Após o nascimento, os bebês recebem a vacina contra a hepatite B, preferencialmente nas primeiras 12 horas de vida. Filhos de mães com hepatite B também recebem imunoglobulina (HBIG) no mesmo período. A combinação das duas medidas evita cerca de 99% das infecções perinatais.
Desde 2016, 100% das doações de sangue realizadas no SUS são testadas para hepatite B por meio de testagem molecular (NAT), tecnologia desenvolvida pela Fiocruz.
Em 2024, a notificação obrigatória foi ampliada para casos de hepatite B em gestantes, puérperas e crianças expostas ao risco de transmissão vertical, permitindo o acompanhamento dos casos e a adoção das medidas necessárias.
A prevenção e o cuidado também incluem vacinação, testes rápidos, tratamento e capacitação de profissionais de saúde.

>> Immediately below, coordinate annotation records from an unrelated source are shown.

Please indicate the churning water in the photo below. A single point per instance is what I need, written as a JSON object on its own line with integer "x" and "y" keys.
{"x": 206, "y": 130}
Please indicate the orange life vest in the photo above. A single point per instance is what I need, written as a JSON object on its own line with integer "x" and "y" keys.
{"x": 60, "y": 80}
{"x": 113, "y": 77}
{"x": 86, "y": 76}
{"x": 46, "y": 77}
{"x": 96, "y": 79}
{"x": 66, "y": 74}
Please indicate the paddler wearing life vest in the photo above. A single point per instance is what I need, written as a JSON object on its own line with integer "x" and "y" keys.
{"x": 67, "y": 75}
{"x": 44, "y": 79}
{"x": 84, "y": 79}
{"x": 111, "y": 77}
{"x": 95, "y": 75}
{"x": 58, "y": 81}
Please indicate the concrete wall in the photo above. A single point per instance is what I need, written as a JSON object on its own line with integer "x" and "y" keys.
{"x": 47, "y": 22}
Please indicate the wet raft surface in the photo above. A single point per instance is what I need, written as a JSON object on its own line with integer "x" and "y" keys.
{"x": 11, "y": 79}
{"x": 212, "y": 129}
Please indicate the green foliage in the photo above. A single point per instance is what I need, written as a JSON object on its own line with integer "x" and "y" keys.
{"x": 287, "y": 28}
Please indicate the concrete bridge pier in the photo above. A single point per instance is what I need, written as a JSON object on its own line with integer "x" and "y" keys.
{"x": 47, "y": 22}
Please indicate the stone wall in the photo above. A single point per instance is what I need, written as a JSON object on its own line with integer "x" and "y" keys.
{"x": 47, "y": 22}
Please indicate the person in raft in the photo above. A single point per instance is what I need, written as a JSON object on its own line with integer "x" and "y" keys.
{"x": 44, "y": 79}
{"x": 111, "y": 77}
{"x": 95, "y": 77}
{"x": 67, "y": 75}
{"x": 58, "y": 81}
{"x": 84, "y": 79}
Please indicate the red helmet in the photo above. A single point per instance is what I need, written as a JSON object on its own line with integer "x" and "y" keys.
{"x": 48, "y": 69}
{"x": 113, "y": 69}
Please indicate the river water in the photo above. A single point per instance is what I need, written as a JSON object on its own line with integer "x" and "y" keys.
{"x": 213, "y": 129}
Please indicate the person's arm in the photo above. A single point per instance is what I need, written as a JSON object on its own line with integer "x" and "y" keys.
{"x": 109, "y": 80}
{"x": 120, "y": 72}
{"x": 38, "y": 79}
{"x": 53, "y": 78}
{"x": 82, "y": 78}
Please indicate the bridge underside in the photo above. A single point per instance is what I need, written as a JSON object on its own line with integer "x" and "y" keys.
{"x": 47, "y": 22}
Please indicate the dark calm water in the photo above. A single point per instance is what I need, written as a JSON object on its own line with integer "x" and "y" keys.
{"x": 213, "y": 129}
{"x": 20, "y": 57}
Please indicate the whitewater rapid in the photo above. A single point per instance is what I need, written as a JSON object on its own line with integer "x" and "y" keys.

As medidas são ofertadas em diferentes contextos, incluindo áreas remotas e populações em situação de maior vulnerabilidade.

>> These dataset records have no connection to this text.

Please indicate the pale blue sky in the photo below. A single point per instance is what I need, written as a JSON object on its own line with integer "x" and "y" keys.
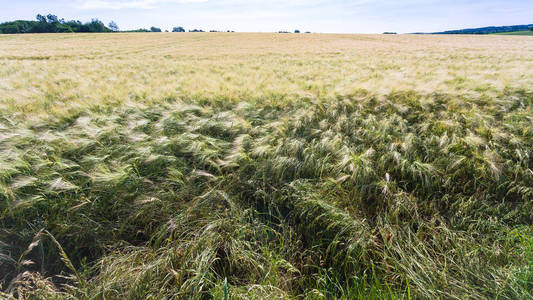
{"x": 355, "y": 16}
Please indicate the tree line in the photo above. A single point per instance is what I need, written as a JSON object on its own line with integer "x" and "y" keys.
{"x": 52, "y": 24}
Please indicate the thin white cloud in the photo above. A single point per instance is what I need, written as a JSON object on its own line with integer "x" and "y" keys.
{"x": 142, "y": 4}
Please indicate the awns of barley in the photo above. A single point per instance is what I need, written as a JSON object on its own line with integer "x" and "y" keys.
{"x": 402, "y": 196}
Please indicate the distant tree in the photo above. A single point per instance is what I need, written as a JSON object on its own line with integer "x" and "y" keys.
{"x": 41, "y": 18}
{"x": 97, "y": 26}
{"x": 113, "y": 26}
{"x": 52, "y": 18}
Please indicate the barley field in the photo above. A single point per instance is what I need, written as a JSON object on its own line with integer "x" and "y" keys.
{"x": 266, "y": 166}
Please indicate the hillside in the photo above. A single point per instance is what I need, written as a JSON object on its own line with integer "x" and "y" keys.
{"x": 489, "y": 30}
{"x": 265, "y": 166}
{"x": 516, "y": 33}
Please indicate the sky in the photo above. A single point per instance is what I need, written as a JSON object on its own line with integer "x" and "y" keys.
{"x": 334, "y": 16}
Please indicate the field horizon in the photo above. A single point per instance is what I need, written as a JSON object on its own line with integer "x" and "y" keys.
{"x": 266, "y": 166}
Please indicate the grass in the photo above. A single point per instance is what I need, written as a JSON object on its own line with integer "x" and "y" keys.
{"x": 255, "y": 166}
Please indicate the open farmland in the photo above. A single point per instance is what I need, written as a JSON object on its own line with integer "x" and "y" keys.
{"x": 157, "y": 166}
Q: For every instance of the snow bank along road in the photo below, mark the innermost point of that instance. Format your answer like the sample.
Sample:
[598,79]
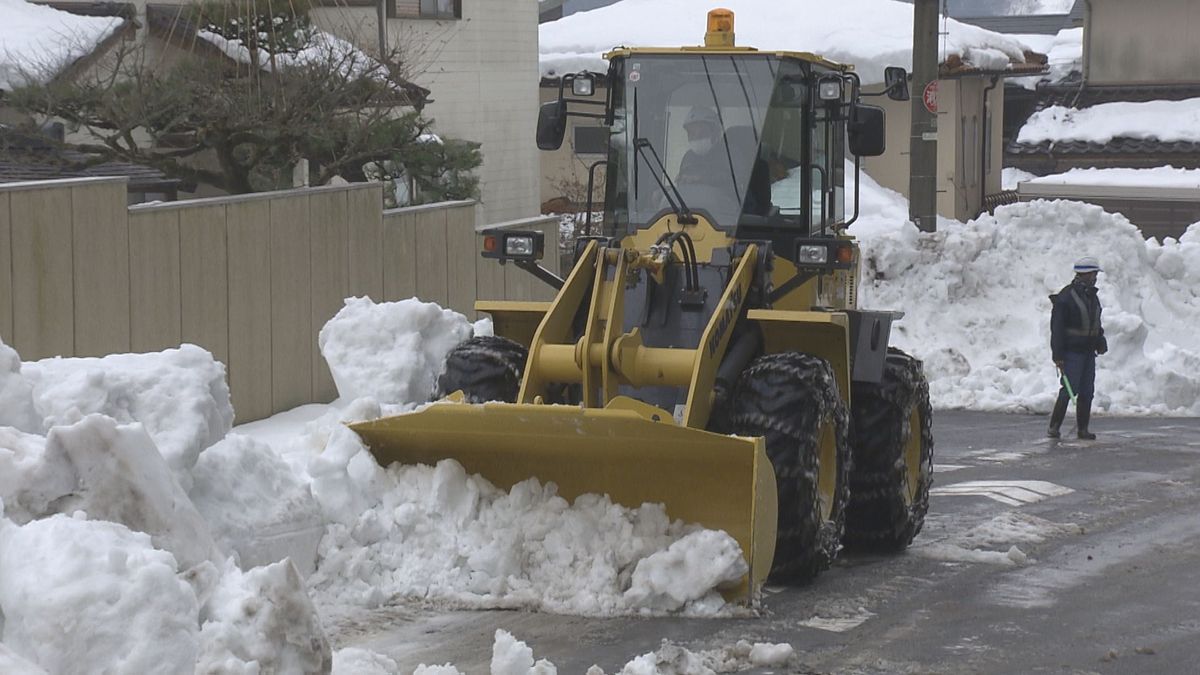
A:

Novo boletim aponta avanços no cenário epidemiológico
Nos últimos dez anos, o Brasil registrou redução no número de casos e óbitos por hepatites virais, segundo dados do Boletim Epidemiológico de Hepatites Virais 2026.
Entre 2015 e 2025, os casos de hepatite B diminuíram 25,5%, de 14,8 mil para 11 mil registros. Na hepatite C, a redução foi de 34%, de 25,8 mil para 17 mil casos. Já os registros de hepatite D caíram 57,9%, de 202 para 85 notificações.

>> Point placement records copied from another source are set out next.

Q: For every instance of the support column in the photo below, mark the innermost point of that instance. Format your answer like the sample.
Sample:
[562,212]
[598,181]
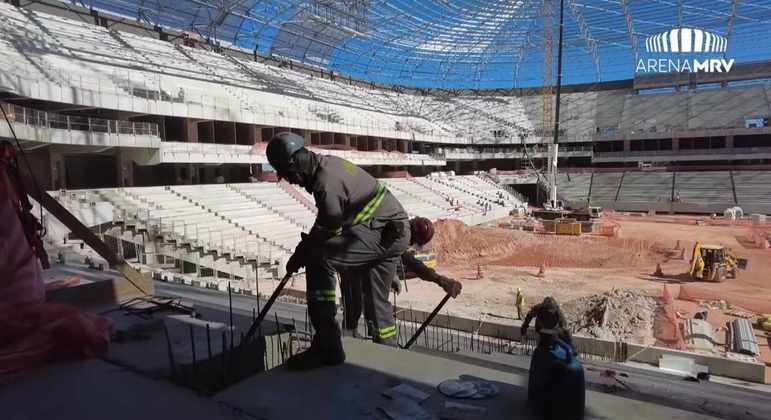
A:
[58,169]
[342,139]
[124,169]
[191,131]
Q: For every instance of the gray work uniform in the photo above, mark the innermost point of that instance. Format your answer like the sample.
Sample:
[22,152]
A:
[366,230]
[352,289]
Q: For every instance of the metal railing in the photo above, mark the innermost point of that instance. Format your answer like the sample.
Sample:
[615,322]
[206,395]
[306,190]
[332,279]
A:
[683,152]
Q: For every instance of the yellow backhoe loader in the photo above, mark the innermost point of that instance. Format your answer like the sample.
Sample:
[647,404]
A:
[714,263]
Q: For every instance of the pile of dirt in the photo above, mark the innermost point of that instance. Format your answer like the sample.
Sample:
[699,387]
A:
[456,243]
[619,314]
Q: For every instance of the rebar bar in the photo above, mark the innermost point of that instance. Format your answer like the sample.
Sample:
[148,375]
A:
[195,359]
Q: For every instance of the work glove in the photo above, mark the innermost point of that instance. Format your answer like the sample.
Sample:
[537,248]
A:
[297,260]
[450,286]
[396,285]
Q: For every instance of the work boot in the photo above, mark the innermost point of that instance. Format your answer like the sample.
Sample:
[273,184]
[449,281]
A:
[390,342]
[319,354]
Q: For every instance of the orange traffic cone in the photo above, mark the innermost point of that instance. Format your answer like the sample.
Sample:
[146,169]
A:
[658,272]
[542,270]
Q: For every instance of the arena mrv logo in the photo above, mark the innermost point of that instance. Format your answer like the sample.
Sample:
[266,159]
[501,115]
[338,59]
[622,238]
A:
[704,50]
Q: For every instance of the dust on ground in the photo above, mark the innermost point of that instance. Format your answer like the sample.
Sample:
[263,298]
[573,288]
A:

No mesmo período, o número de óbitos por hepatite B caiu 31,9%, de 451 para 307 mortes. Na hepatite C, a redução foi de 61,5%, de 2.028 para 780 óbitos.
Prevenção e tratamento
O SUS oferece vacinação contra as hepatites A e B e tratamento para as hepatites B e C. A vacina contra a hepatite B está disponível para toda a população, com vacinação iniciada ao nascer e continuidade conforme o esquema previsto no Calendário Nacional de Vacinação. Pessoas não vacinadas ou com esquema incompleto também podem receber a vacina.
A vacina contra a hepatite A faz parte do calendário infantil e é aplicada em dose única aos 15 meses. Também é indicada para pessoas com condições específicas, como doenças crônicas do fígado, hepatites B ou C, coagulopatias, pessoas vivendo com HIV, em uso de PrEP, imunodeprimidas e candidatas ou submetidas a transplante, entre outras situações previstas nos protocolos do Ministério da Saúde.
Para a hepatite C, o SUS oferece antivirais de ação direta (DAA) para adultos e crianças a partir de 3 anos. O tratamento apresenta taxas de cura superiores a 95%.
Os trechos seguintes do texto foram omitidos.